Spin fluctuation and the transport mechanism in vanadium oxide spinels with a metal-insulator transition

Spin fluctuation and the transport mechanism in the spinel systems Li_xMg_1-xV₂O₄ and Li_xZn_1-xV₂O₄ with 0<~x<~1 have been studied through measurements of x-ray diffraction, electrical resistivity, thermoelectric power, magnetization, and nuclear magnetic resonance. These compounds range from being antiferromagnetic and insulating for MgV₂O₄ (Mott type) accompanied with a structural transition to the metallic state of LiV₂O₄ with no magnetic order.

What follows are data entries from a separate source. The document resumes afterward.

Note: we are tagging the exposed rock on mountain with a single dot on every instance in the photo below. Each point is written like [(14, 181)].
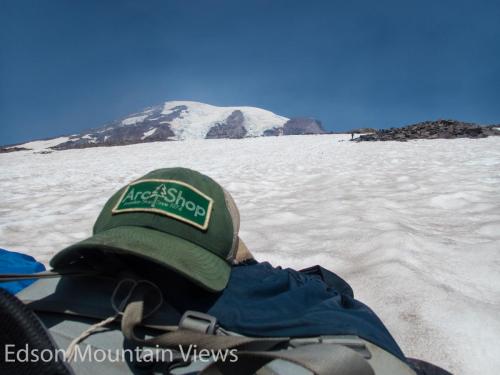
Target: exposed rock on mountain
[(180, 120), (233, 127), (432, 130)]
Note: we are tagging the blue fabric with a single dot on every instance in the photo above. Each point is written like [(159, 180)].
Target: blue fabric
[(261, 300), (12, 262)]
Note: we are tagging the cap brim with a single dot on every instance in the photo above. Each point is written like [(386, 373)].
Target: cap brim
[(190, 260)]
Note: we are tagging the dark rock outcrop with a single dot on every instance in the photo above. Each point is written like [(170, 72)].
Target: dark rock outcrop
[(232, 128), (444, 129)]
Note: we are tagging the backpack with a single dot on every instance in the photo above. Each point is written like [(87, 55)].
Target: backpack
[(96, 323)]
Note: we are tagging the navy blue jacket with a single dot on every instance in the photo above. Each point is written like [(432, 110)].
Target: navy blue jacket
[(262, 300)]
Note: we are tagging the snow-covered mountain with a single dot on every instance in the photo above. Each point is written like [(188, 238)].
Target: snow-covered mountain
[(182, 120)]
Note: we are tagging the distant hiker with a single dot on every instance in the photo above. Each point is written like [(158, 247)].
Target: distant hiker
[(165, 256)]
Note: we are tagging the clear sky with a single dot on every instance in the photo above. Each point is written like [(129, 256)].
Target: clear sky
[(70, 65)]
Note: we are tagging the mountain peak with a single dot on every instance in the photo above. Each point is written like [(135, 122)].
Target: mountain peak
[(182, 120)]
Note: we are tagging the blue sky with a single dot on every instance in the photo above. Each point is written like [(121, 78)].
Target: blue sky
[(70, 65)]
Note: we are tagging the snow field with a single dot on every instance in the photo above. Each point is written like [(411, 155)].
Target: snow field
[(414, 227)]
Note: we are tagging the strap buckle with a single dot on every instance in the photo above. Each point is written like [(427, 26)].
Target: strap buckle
[(199, 322)]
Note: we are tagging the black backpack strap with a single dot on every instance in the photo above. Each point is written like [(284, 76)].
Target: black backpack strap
[(133, 317), (20, 328), (320, 359)]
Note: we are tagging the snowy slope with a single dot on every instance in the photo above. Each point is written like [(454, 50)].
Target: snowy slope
[(197, 119), (179, 120), (414, 226)]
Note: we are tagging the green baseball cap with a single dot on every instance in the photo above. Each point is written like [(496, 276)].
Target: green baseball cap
[(176, 217)]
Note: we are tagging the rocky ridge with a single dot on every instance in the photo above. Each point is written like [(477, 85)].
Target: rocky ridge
[(440, 129)]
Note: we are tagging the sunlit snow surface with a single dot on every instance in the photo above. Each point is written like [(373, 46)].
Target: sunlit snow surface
[(414, 227)]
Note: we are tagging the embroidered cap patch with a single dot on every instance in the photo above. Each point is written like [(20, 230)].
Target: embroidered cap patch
[(172, 198)]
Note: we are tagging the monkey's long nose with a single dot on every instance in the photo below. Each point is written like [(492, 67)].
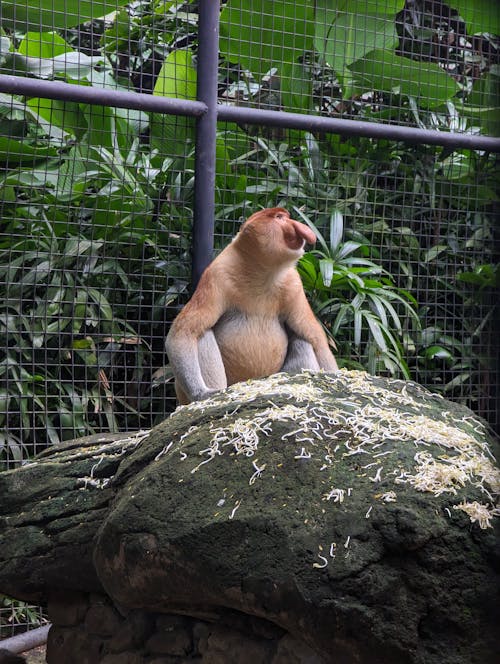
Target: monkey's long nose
[(304, 232)]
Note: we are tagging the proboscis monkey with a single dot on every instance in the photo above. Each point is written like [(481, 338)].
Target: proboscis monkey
[(249, 316)]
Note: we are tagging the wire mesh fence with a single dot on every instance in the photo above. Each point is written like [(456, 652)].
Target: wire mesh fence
[(97, 201)]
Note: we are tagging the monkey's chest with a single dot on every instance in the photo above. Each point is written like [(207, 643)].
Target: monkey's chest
[(251, 346)]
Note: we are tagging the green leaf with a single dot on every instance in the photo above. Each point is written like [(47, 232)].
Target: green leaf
[(479, 15), (336, 228), (21, 152), (426, 81), (376, 330), (344, 38), (275, 35), (43, 45), (177, 78), (437, 352), (260, 34), (23, 16)]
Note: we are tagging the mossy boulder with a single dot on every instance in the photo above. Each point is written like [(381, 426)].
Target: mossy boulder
[(357, 513)]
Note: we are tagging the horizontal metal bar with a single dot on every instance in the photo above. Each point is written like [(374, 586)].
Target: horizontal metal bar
[(240, 114), (33, 87), (314, 123), (26, 640)]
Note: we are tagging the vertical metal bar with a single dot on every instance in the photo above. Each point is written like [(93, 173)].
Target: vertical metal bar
[(206, 127)]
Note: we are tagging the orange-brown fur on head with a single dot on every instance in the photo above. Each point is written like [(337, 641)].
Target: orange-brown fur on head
[(271, 235), (249, 316)]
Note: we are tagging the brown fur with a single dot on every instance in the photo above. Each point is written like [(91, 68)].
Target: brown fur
[(249, 316)]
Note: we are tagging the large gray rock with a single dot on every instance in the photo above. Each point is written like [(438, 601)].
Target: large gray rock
[(357, 513)]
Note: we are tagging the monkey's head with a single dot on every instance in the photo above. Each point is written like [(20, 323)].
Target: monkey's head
[(274, 237)]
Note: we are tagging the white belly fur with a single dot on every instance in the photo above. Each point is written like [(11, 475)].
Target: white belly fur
[(251, 346)]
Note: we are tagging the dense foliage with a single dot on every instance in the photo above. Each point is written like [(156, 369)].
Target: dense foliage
[(97, 202)]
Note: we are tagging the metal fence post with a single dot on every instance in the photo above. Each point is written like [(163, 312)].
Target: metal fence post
[(206, 129)]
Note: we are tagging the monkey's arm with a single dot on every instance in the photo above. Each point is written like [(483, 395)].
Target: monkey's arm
[(304, 325), (191, 345)]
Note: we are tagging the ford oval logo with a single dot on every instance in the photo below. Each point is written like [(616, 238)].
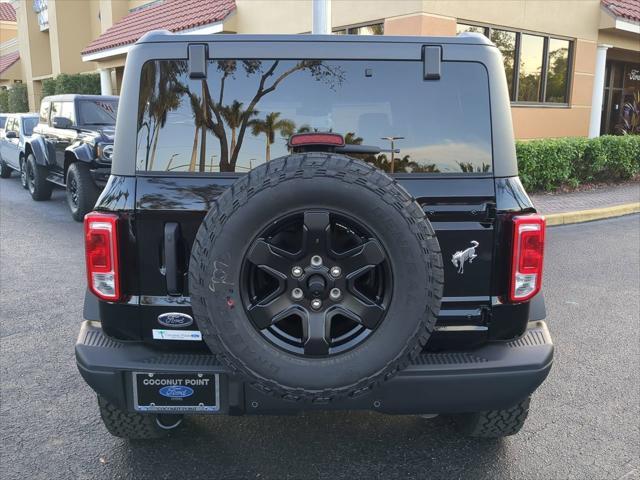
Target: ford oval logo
[(176, 391), (175, 319)]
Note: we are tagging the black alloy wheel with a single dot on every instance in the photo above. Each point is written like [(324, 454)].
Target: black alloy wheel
[(316, 283)]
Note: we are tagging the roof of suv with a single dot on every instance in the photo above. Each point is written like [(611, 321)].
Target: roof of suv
[(164, 36), (72, 97)]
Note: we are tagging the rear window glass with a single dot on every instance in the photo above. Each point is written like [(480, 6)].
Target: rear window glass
[(244, 112), (97, 112), (28, 124)]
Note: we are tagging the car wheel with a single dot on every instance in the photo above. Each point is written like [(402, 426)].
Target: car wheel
[(37, 183), (5, 170), (23, 173), (82, 192), (494, 423), (136, 426), (316, 277)]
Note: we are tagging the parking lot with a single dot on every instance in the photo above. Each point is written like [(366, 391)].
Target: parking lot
[(583, 424)]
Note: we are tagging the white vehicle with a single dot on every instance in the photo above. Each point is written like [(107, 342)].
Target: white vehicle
[(18, 126)]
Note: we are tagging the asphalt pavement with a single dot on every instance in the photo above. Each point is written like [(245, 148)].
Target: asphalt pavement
[(584, 422)]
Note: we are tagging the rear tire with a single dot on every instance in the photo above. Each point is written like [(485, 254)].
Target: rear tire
[(5, 170), (495, 423), (37, 183), (23, 173), (82, 192), (136, 426)]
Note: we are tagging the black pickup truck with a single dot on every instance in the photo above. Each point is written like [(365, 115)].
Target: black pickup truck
[(72, 147), (296, 223)]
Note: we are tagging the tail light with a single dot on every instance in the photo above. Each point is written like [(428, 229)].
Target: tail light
[(528, 256), (101, 248)]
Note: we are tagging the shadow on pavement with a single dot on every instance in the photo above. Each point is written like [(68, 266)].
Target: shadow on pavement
[(317, 445)]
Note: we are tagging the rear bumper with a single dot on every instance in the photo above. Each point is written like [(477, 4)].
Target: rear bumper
[(495, 376)]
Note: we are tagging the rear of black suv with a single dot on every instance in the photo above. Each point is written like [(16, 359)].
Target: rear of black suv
[(298, 223)]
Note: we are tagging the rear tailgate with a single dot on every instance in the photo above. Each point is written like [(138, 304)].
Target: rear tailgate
[(460, 210)]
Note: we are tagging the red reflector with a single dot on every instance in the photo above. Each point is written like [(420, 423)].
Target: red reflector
[(528, 257), (101, 249), (300, 139)]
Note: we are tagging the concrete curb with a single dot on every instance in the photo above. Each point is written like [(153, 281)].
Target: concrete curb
[(580, 216)]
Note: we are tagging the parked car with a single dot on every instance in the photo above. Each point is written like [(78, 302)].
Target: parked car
[(72, 147), (342, 275), (18, 128)]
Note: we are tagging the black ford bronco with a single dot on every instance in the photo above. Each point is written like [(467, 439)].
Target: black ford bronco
[(72, 147), (313, 222)]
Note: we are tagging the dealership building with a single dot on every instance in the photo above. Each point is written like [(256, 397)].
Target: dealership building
[(570, 65)]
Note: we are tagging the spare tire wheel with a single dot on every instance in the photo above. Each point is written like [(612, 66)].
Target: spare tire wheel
[(316, 276)]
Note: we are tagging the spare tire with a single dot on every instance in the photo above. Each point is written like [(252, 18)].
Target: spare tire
[(316, 276)]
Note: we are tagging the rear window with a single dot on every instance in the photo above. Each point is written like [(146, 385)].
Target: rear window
[(28, 124), (245, 111), (97, 112)]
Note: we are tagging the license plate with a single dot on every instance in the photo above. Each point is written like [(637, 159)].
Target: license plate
[(176, 392)]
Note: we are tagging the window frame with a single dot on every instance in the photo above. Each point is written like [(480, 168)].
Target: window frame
[(541, 103), (347, 28)]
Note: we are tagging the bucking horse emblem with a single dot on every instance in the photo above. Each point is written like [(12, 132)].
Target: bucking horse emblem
[(462, 256)]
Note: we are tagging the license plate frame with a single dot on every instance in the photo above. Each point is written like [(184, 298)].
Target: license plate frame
[(203, 398)]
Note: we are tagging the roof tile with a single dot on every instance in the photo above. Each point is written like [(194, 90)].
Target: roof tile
[(629, 9), (172, 15), (7, 60), (7, 12)]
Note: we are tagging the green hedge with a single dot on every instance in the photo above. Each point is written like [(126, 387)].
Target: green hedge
[(82, 83), (548, 164)]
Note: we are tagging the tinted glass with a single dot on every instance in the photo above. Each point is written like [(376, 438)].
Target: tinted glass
[(67, 111), (558, 69), (97, 112), (530, 74), (56, 108), (244, 112), (506, 43), (28, 124), (44, 112)]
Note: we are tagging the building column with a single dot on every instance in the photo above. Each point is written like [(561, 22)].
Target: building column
[(105, 82), (598, 91)]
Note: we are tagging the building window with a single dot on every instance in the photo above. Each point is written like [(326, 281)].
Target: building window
[(536, 66), (530, 68), (557, 71), (41, 8), (370, 29), (506, 43), (462, 28)]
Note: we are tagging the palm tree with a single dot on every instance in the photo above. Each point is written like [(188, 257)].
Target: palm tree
[(234, 114), (270, 126)]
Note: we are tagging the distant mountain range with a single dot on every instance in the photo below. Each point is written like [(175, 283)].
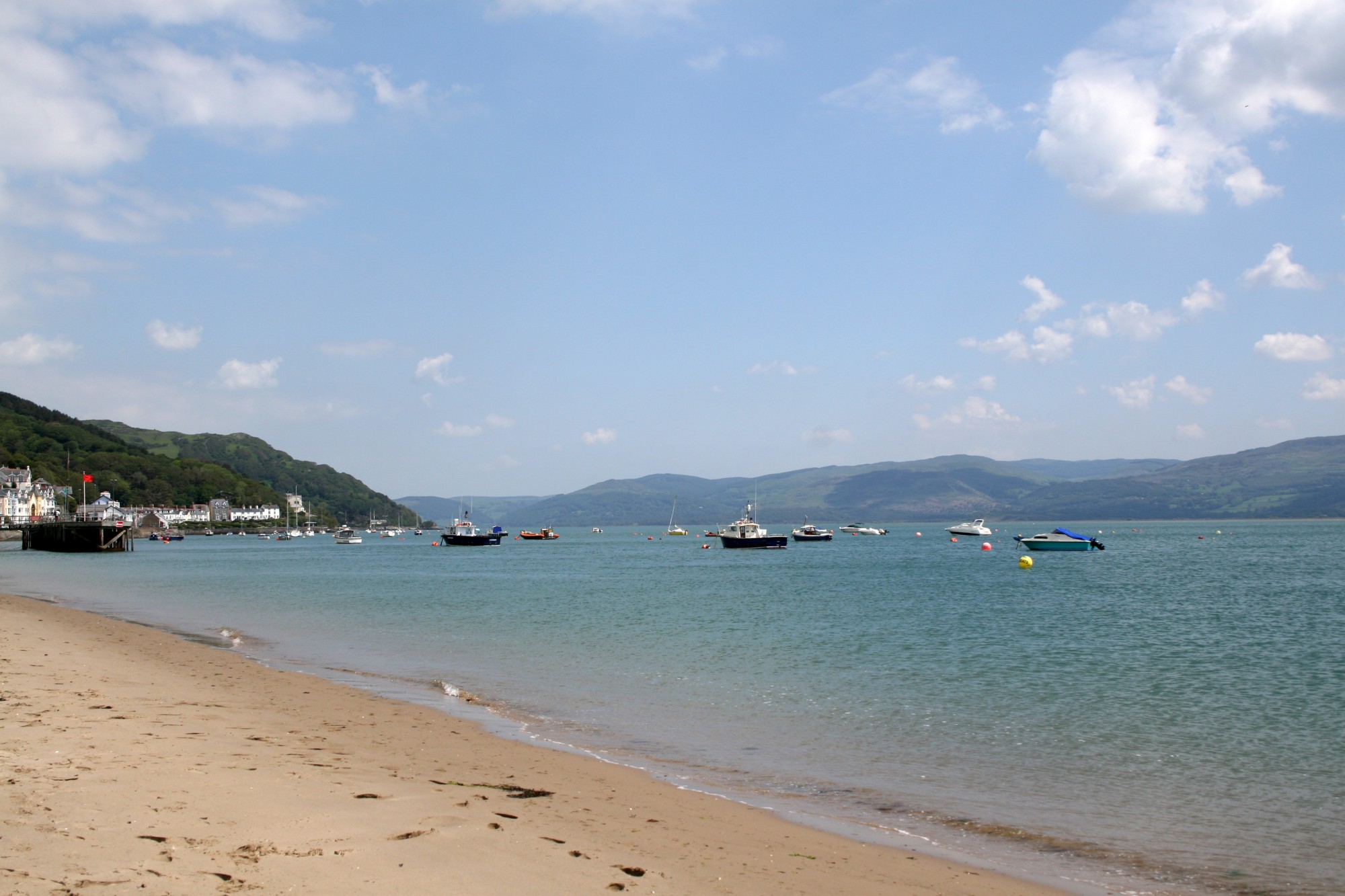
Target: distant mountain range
[(328, 493), (1303, 478)]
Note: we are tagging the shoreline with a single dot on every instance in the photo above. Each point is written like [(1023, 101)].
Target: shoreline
[(411, 795)]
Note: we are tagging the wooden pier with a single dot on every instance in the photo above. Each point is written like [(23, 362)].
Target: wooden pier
[(81, 537)]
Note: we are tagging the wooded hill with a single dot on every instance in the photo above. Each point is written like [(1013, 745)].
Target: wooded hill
[(329, 494), (61, 448)]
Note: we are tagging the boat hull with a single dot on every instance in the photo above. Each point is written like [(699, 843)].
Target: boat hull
[(471, 541), (763, 541), (1059, 545)]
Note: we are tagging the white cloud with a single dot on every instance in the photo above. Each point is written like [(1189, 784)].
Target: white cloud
[(364, 349), (266, 205), (1323, 388), (709, 61), (973, 412), (1133, 321), (939, 88), (240, 374), (935, 384), (1191, 431), (389, 95), (1050, 345), (1047, 300), (782, 368), (1295, 346), (32, 349), (1136, 395), (1156, 115), (1196, 395), (1202, 298), (434, 369), (174, 337), (1278, 270), (820, 436), (462, 431)]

The metal-insulator transition may be of Anderson type and occurs in the vicinity of x_c=0.4. The coherence length of the wave function of hole carriers in the variable-range-hopping regime has a critical exponent -1.3 against |x-x_c|. The metallic phase above x_c may have two kinds of carriers from dynamic mixed valence state of V³⁺ and V⁴⁺. Based on the magnetic susceptibility and relaxation analyses, metallic compounds may be considered to be highly correlated electron systems with a low degeneracy temperature or large mass enhancement. On the other hand, insulators have short-range ordered spin correlation and/or superparamagnetic effects. At low temperatures, an antiferromagnetic phase is realized for x<~0.05 and a spin-glass phase originating from the frustration inherent in the spinel B lattice appears in the region of 0.07<~x<~0.7. The latter phase is enhanced for concentrations slightly less than x_c.